MIAL defers Rs 2,000-crore bond offering over unfavourable market

GVK group-backed Mumbai International Airport (MIAL) has postponed plans for its Rs 2,000-crore bond offering and also deferred refinancing of some of its loans. According to India Ratings (Ind-Ra), MIAL has deferred its bond issue owing to unfavourable market conditions. 

Ind-Ra has downgraded the rating assigned to term loans from ‘AA-’ to ‘A+’. Officials with bond arrangers said the bond market has been volatile. It is a tad unfriendly on credit issuance (bonds and loans). People have apprehensions and there is no clarity on how the environment is likely to be in the coming months.

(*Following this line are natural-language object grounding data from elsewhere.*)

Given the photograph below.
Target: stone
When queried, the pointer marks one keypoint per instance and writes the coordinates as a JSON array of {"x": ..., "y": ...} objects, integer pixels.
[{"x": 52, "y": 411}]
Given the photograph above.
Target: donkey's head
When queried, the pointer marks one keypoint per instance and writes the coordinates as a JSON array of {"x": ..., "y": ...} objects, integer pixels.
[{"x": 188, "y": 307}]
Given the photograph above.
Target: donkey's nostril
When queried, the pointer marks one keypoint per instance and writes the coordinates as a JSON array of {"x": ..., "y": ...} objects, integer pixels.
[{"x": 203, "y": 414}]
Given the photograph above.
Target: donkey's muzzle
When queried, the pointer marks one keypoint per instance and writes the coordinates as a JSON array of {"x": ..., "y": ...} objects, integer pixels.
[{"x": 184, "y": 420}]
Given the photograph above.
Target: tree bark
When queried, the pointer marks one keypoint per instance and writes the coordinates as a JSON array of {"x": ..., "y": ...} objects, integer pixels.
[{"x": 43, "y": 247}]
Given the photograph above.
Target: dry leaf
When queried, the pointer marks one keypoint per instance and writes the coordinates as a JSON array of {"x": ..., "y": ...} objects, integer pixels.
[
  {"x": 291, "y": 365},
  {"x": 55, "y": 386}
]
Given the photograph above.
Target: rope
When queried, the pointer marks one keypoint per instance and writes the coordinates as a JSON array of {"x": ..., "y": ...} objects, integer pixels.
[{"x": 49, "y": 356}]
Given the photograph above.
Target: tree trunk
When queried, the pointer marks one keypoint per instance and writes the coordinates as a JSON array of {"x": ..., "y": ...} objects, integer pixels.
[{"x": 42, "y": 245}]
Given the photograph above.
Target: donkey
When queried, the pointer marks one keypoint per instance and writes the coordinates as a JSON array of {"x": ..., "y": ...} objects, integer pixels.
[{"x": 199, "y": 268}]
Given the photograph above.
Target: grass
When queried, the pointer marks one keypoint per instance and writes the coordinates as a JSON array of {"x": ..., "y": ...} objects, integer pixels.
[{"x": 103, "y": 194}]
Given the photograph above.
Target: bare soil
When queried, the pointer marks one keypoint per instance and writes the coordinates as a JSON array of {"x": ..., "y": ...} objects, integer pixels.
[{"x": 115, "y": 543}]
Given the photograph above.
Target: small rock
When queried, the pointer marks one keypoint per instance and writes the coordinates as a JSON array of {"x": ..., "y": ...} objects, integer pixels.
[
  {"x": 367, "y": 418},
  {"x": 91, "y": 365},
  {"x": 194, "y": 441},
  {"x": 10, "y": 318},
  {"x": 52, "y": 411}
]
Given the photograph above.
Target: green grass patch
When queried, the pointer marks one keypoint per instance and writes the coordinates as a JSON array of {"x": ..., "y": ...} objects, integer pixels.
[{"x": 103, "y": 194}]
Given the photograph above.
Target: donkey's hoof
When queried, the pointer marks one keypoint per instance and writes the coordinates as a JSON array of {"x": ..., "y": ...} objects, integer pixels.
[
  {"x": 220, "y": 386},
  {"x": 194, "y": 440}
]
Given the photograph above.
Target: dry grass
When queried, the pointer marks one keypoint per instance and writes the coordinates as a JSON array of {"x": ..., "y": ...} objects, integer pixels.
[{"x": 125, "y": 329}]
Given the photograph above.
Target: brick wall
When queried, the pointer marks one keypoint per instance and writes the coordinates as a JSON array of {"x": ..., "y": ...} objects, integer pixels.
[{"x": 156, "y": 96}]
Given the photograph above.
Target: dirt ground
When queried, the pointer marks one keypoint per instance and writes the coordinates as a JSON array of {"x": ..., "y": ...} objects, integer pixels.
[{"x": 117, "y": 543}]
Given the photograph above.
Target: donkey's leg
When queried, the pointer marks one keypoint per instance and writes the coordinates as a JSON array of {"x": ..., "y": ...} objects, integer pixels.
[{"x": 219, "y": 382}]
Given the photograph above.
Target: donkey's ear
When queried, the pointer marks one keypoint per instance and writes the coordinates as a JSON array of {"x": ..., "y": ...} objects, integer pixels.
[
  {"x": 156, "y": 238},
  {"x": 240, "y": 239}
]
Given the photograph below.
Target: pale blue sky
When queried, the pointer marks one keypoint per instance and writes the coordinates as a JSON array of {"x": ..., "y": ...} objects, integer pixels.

Many players in the infrastructure sector are over leveraged. There is difficulty in terms of getting investors’ conviction in the environment where a lot of companies have not been able to meet their obligations. 

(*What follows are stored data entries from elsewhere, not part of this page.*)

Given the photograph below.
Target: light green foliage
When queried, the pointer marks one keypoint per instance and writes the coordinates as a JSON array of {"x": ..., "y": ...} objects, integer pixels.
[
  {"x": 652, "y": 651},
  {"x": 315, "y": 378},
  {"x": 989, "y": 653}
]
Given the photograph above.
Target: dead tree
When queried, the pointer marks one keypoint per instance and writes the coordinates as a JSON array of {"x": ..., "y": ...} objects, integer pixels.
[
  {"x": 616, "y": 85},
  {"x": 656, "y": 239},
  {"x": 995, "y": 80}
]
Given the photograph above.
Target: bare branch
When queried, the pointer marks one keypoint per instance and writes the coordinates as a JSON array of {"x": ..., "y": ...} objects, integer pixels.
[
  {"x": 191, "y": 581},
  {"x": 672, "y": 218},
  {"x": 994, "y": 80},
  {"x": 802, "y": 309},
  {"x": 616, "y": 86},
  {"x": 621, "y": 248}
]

The market is unfavourable so far as credit is concerned. This has impacted plans for investment grade companies also, they added. The company is in the infrastructure space.  Ind-Ra said MIAL had planned to refinance a portion of the loan to meet cash requirements for both capex and Navi Mumbai International Airport equity. This plan, too, has been deferred, leading to compressed liquidity and weakening of forward-looking coverage ratios.

Earlier this week, the rating agency had cut the rating for MIAL’s term loans over erosion in built-up liquidity caused by factors like delays in real estate monetisation. The rating action also reflected higher-than-estimated capital expenditure and higher-than-projected equity injection in NMIAL. MIAL is the promoter of the upcoming New Mumbai International Airport.

The rating has been placed under rating watch with negative (RWN) implications. MIAL is yet to respond to queries sent by Business Standard.

Delay in refinancing a portion of the debt through a bond against the original plan also reduces the financial flexibility. The RWN reflects MIAL’s weakened liquidity position and dependence on real estate monetisation for future capex.

The downgrade on term loans against real estate deposits reflects significant risk on repayment of loans due in August and September. The RWN reflects MIAL’s weakened liquidity position to manage the repayment of Rs 284-crore real estate deposit loans in September 2019.

MIAL had to take on the extra burden of supporting work on the upcoming Navi Mumbai airport. Against the original plan (Rs 5,55 crore and capex of Rs 233 crore), an additional equity of Rs 350 crore was injected into NMIAL. It also incurred an additional capex of Rs 521 crore in FY19.

Partial closure of the runway for re-carpeting and overlay work in February and March 2019 combined with the shutting down of Jet Airways’ operations have exerted pressure on the cash flows of MIAL.